Ultimate guide: Remove a broken point with alum
The ultimate guide: How to dissolve a broken point with alum

Finally it happened to me and a point broke with a short piece around 0.5 mm still visible outside the barrel; too small to grab.
Since I repointed them before I knew that there was a 5 mm point piece stuck in the barrel.

[Image: 1Ulegxb.jpg]

I tried the "throw it in alum" method.
It was a bit of work to gather all relevant information therefore I decided to write detailed step to step manual for dummies like me Wink

I started this guide on the first day but had to add a ‘diary’ section.
You can already guess that it took longer than I thought but it did work.


The guide

You need: a glass container, alum, a cooking pot and a plastic spoon.
We will heat the container in a water bath.
Alum dissolves iron and steel therefore you will absolutely need a nonmetallic container.
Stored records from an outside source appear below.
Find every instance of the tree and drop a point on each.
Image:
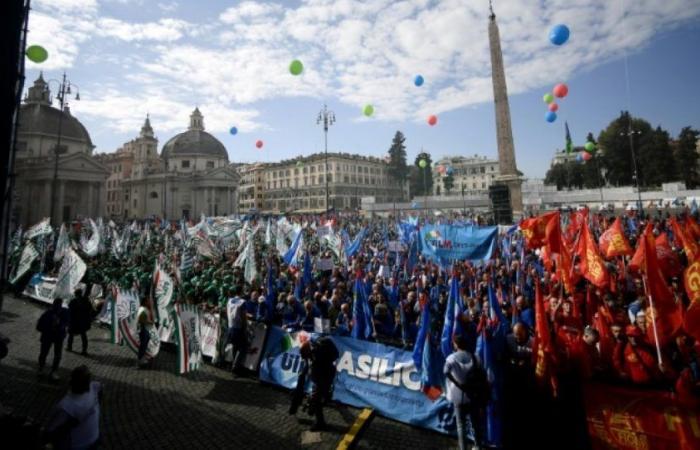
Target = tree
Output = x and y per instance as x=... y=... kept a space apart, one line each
x=448 y=182
x=397 y=158
x=422 y=178
x=617 y=153
x=686 y=157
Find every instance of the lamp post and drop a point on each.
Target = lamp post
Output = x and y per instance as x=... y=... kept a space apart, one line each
x=630 y=133
x=327 y=118
x=64 y=87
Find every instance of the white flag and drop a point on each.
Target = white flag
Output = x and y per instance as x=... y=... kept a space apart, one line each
x=40 y=229
x=62 y=245
x=72 y=270
x=29 y=254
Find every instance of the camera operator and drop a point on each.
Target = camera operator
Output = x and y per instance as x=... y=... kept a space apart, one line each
x=321 y=355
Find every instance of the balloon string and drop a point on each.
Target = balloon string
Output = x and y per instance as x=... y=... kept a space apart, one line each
x=627 y=70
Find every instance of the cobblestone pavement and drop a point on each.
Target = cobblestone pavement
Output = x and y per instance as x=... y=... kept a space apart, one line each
x=159 y=409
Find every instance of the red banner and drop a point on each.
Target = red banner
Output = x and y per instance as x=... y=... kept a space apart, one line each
x=639 y=419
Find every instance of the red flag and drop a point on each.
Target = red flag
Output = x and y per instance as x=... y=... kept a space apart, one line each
x=692 y=227
x=543 y=347
x=592 y=265
x=668 y=260
x=613 y=241
x=665 y=311
x=538 y=231
x=685 y=240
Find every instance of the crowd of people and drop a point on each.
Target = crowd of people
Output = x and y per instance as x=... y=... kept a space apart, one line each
x=548 y=326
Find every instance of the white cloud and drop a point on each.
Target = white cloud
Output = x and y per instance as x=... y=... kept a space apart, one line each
x=355 y=51
x=164 y=30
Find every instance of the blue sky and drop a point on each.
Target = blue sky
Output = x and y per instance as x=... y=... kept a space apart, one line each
x=230 y=58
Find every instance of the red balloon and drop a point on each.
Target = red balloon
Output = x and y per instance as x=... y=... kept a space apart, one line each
x=560 y=90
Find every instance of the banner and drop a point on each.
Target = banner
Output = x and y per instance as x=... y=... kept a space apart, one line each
x=29 y=254
x=188 y=336
x=128 y=328
x=369 y=375
x=211 y=330
x=627 y=418
x=125 y=305
x=447 y=243
x=72 y=270
x=163 y=307
x=40 y=229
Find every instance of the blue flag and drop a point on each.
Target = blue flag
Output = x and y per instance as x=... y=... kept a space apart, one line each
x=448 y=328
x=270 y=294
x=361 y=314
x=292 y=255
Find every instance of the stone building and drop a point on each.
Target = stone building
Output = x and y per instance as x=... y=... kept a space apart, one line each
x=192 y=175
x=70 y=176
x=299 y=184
x=472 y=174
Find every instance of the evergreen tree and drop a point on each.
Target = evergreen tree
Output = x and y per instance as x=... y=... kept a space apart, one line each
x=422 y=178
x=448 y=182
x=397 y=158
x=686 y=157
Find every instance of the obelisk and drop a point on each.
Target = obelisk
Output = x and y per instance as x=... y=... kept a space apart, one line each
x=504 y=134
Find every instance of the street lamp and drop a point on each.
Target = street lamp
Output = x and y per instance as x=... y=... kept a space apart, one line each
x=630 y=133
x=327 y=118
x=64 y=87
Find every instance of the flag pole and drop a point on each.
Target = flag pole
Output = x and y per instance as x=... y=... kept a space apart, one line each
x=653 y=320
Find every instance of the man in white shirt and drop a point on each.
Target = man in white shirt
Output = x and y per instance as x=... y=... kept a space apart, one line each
x=237 y=329
x=75 y=421
x=458 y=370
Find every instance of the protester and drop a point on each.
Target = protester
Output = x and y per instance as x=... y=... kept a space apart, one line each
x=80 y=320
x=74 y=423
x=145 y=326
x=52 y=325
x=321 y=355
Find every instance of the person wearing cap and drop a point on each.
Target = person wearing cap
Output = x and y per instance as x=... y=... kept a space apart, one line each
x=52 y=325
x=635 y=361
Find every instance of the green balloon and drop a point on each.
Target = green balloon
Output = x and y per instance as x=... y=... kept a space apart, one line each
x=37 y=53
x=296 y=67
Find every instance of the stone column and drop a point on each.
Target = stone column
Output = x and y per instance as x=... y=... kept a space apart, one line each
x=504 y=132
x=59 y=203
x=90 y=210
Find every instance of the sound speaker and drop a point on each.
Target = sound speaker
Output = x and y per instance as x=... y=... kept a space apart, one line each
x=499 y=194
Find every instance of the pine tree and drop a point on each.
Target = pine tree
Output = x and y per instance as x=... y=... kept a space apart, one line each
x=686 y=157
x=397 y=158
x=448 y=182
x=422 y=178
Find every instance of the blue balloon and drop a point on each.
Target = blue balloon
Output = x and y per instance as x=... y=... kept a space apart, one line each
x=559 y=34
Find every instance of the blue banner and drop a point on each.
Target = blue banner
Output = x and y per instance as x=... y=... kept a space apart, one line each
x=445 y=244
x=368 y=375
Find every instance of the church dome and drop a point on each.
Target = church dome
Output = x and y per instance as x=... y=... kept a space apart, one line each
x=194 y=141
x=37 y=116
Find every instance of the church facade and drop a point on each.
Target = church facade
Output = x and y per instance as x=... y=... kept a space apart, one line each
x=54 y=164
x=191 y=176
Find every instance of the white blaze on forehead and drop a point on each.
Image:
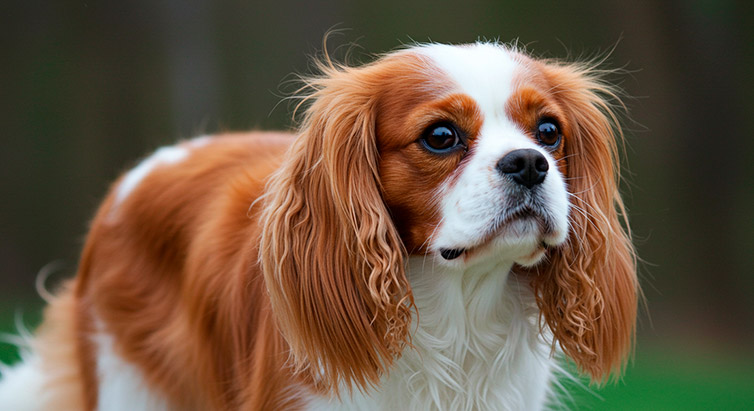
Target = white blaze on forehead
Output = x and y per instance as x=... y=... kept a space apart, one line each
x=483 y=71
x=164 y=155
x=473 y=203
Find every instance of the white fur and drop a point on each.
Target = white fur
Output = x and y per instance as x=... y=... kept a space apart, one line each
x=478 y=342
x=476 y=200
x=122 y=386
x=478 y=346
x=164 y=155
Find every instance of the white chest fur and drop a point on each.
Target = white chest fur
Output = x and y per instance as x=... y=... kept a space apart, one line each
x=477 y=346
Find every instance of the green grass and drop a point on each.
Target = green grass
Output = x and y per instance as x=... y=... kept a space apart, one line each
x=674 y=379
x=657 y=379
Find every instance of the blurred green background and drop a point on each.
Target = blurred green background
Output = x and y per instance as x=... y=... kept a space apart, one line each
x=88 y=87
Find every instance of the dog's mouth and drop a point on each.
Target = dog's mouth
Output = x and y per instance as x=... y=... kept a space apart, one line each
x=520 y=214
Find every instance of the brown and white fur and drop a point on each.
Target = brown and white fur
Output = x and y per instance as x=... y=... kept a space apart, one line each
x=445 y=221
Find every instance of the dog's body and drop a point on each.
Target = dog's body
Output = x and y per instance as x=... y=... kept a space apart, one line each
x=366 y=263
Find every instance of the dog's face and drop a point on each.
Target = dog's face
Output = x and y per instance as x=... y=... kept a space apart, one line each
x=465 y=154
x=472 y=159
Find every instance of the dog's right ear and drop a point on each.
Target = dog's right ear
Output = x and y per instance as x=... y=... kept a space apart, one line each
x=333 y=261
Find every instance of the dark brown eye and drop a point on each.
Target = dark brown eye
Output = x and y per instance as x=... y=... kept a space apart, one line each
x=548 y=133
x=441 y=138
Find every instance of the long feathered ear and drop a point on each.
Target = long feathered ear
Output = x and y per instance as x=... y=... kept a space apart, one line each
x=588 y=289
x=333 y=261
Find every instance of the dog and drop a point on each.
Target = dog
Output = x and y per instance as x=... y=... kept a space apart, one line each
x=442 y=228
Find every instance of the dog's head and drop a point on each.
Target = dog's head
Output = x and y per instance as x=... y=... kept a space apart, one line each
x=464 y=154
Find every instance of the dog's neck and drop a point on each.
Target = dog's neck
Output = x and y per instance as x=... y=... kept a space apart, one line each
x=476 y=344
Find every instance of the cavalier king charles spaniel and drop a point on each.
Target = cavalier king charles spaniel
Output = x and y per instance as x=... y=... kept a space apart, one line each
x=441 y=230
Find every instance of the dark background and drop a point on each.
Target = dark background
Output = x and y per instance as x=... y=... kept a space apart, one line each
x=89 y=87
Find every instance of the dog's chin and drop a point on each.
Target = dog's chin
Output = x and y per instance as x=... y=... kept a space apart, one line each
x=523 y=241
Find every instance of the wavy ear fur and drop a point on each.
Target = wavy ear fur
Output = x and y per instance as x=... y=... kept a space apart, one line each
x=333 y=261
x=588 y=290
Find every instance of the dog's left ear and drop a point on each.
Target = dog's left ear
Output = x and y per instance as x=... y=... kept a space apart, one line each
x=587 y=290
x=332 y=258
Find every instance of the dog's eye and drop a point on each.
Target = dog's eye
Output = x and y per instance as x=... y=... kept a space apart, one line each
x=548 y=133
x=441 y=138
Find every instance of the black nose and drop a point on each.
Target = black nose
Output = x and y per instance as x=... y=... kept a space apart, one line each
x=527 y=167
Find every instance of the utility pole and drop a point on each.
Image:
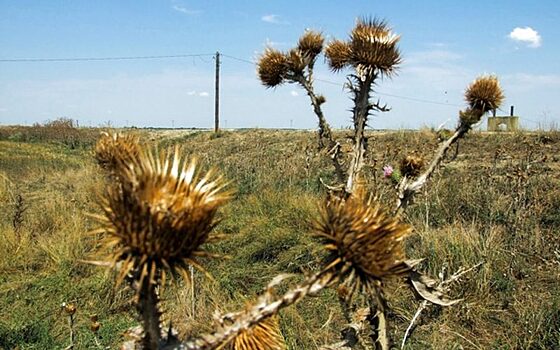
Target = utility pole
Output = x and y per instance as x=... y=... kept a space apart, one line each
x=217 y=95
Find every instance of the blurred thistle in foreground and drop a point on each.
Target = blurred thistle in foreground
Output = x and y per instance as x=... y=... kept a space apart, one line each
x=113 y=150
x=161 y=215
x=364 y=244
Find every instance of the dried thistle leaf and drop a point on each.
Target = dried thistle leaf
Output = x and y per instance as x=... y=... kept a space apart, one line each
x=265 y=335
x=428 y=289
x=411 y=165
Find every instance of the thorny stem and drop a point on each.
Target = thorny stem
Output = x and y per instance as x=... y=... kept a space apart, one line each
x=260 y=311
x=150 y=314
x=326 y=139
x=407 y=189
x=361 y=110
x=424 y=303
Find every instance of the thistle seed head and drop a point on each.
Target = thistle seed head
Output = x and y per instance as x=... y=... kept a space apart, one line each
x=374 y=46
x=272 y=68
x=160 y=216
x=470 y=116
x=484 y=94
x=296 y=61
x=411 y=165
x=364 y=244
x=265 y=335
x=338 y=55
x=113 y=150
x=311 y=44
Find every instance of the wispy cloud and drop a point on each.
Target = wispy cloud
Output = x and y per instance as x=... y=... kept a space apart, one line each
x=185 y=10
x=274 y=19
x=526 y=35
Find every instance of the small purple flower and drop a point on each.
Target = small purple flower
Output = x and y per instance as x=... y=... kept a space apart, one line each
x=387 y=171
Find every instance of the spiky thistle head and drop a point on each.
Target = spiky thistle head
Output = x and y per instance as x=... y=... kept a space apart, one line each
x=374 y=46
x=338 y=54
x=265 y=335
x=484 y=94
x=311 y=44
x=411 y=165
x=272 y=67
x=113 y=150
x=364 y=243
x=160 y=216
x=296 y=62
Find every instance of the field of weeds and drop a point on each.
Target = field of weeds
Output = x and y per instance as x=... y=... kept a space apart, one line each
x=495 y=206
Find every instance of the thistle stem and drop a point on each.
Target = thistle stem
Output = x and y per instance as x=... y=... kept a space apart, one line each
x=260 y=311
x=407 y=190
x=147 y=306
x=360 y=113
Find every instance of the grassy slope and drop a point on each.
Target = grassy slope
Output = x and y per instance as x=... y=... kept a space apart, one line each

I have no idea if a plastic spoon is really needed for stirring but did not want to risk our good cutlery and provoke the wrath of my wife.


1. Choose a glass container:
It should be just big enough to lay the barrel in.
It should be high enough that the barrel is well underwater.
It should be small enough to fit in a cooking pot.

2. Check how much water you need:
Put the barrel in the glass container
Fill normal water in until the barrel is well covered
Measure how much water you need

3. Buy the alum:
You will need a saturated saline solution.
This will be about 3 parts water and one part alum; for example 150 ml of water and 50 grams of alum.
Buy the cheapest alum (potassium aluminum sulfate) you can get.

4. Dissolve the alum in the required amount of water:
Take a cup that's good to stir.
Put in hot water, put in alum and stir.
Repeat until you have a lot of alum crystals undissolved on the ground.

5. Mix it all together:
Put the alum solution (with the crystals) and the barrel in the glass container
Put the glass container in the cooking pot.
Fill the cooking pot with some water.
The cooking water must NOT get into the glass container.
Place the pot on the stove on a low setting and let it simmer.
When the solution becomes hot the remaining crystal will dissolve, if not add some water.

6. Yeah:
You see a lot of bubbles rise from the dissolving point.

7. Cooking time:
Check every hour.
Top up both liquids with water if necessary and this will be necessary; I had to refill 100 ml Water every 2 hours.
You may roll the barrel back and forth a little and stir the alum solution.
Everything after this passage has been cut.